C.3. Istihsan = Preference
Dalam istihsan penetapan suatu hukum terhadap suatu persoalan ijtihadiyah dilakukan atas dasar prinsip-prinsip umum ajaran islam seperti keadilan, kasih sayang dan lain-lain. Para Ulama menyebut istihsan sebagai qiyas khofi (analogi samar-samar) atau disebut sebagai pengalihan hukum yang diperoleh dengn qiyas hukum lain atas pertimbangan kemaslahatan umum.
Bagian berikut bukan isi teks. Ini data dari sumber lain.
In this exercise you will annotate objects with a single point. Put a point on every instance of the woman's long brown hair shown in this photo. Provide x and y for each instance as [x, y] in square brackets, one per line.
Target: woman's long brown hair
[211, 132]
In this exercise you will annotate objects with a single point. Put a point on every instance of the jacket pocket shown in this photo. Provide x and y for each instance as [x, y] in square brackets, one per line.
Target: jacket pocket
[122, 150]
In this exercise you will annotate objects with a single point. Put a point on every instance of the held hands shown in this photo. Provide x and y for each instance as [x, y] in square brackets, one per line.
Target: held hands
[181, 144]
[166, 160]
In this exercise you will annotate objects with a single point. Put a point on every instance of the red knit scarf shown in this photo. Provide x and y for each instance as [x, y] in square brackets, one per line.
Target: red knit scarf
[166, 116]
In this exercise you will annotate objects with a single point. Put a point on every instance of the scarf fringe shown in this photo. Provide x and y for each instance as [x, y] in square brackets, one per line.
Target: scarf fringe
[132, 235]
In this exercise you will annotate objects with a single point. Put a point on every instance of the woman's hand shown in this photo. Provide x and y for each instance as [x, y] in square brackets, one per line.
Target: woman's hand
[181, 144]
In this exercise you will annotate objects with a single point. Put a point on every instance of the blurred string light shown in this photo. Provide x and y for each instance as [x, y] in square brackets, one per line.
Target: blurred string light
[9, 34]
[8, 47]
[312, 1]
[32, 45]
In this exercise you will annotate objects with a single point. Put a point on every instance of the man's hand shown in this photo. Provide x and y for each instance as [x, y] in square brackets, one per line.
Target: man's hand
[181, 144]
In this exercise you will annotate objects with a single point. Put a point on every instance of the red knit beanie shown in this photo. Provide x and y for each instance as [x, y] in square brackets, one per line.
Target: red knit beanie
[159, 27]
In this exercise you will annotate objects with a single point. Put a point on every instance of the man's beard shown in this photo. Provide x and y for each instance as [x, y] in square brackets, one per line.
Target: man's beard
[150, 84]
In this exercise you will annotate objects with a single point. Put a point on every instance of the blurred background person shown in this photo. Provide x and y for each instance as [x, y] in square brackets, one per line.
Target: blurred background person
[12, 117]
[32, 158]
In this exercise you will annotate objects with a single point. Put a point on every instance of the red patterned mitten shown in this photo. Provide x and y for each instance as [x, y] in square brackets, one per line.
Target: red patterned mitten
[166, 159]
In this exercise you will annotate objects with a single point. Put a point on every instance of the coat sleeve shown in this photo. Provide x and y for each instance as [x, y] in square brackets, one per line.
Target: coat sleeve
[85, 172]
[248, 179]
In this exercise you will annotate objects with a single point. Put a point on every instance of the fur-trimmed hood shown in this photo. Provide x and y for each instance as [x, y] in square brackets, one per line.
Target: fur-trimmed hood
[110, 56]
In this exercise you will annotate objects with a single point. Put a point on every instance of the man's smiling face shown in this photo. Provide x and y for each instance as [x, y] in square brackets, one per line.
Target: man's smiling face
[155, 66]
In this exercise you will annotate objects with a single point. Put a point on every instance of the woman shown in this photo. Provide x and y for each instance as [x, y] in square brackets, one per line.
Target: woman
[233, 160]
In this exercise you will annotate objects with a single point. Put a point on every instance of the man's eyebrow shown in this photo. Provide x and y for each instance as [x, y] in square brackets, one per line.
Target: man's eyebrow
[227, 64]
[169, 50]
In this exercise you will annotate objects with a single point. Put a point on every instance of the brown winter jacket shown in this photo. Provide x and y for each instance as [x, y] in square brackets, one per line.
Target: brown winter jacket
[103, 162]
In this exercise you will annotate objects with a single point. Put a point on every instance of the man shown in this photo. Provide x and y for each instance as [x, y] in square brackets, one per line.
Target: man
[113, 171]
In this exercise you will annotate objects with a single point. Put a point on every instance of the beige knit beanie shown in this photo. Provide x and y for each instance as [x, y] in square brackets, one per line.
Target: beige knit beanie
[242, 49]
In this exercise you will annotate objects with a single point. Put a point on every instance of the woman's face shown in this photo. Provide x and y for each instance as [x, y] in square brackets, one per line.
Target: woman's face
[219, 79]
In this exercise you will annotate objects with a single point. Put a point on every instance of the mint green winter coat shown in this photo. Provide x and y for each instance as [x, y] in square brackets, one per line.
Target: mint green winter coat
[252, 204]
Diantara contohnya adalah Jika seseorang mewakafkan sebidang tanah, berdasarkan penggunaan istihsan, hal itu sudah termasuk didalamnya hak pemanfaatan air minum dan hak jalan. Berdasarkan istihsan, yang dimaksud dengan wakaf adalah pemanfaatan barang yang diwakafkan oleh pihak penerima wakaf. Jadi, perwakafan dalam teori istihsan disamakan dengan sewa menyewa, yang illahnya mengacu pada perolehan manfaat. (Haq, 2007: 246)
C.4. Mashalihul Mursalah = Utility
Dalam penerapannya, mashalihul mursalah menetapkan hukum terhadap sesuatu persoalan ijtihadiyah atas pertimbangan kegunaan dan kemanfaatan yang sesuai dengan tujuan syari’at yang tidak ditemukan hukumnya baik dalam Al-Qur’an, As-Sunnah, maupun dalam ijma’. Contoh : Pengumpulan Al-Qur’an dan penulisannya dalam satu mushaf yang tidak pernah dilakukan di masa Rasulullah. Dasar pelaksanaannya adalah mashlahah, yakni demi terpeliharanya Al-Qur’an agar nilai mutawatirnya tidak berkurang akibat wafatnya para sahabat. (Haq, 2007: 246)     

D.    Kedudukan Ijtihad
Ijtihad sebagai sumber hukum ketiga setelah Al-Qur’an dan As-Sunnah terikat dengan ketentuan-ketentuan sebagai berikut:
1.      Pada dasarnya yang ditetapkan oleh ijtihad tidak dapat melahirkan keputusan yang mutlak absolut, karena ijtihad merupakan aktifitas akal pikiran manusia yang relatif. Sebagai produk pikiran manusia yang relative maka keputusan daripada suatu ijtihad pun adalah relatif.
2.      Suatu keputusan yang ditetapkan oleh ijtihad mungkin berlaku bagi seseorang/masa/tempat tapi tidak berlaku bagi orang/masa/tempat lain.
3.      Ijtihad tidak berlaku dalam urusan penambahan ibadah mahdhah, karena urusan ibadah mahdhah hanya diatur oleh Allah dan Rasulullah.
4.      Keputusan ijtihad tidak boleh bertentangan dengan Al-Qur’an dan As-Sunnah.
5.      Dalam proses ijtihad hendaknya dipertimbangkan factor-faktor motifasi, akibat, kemashlahatan umum, kemanfaatan bersama dan nilai-nilai yang menjadi ciri dan jiwa ajaran Islam.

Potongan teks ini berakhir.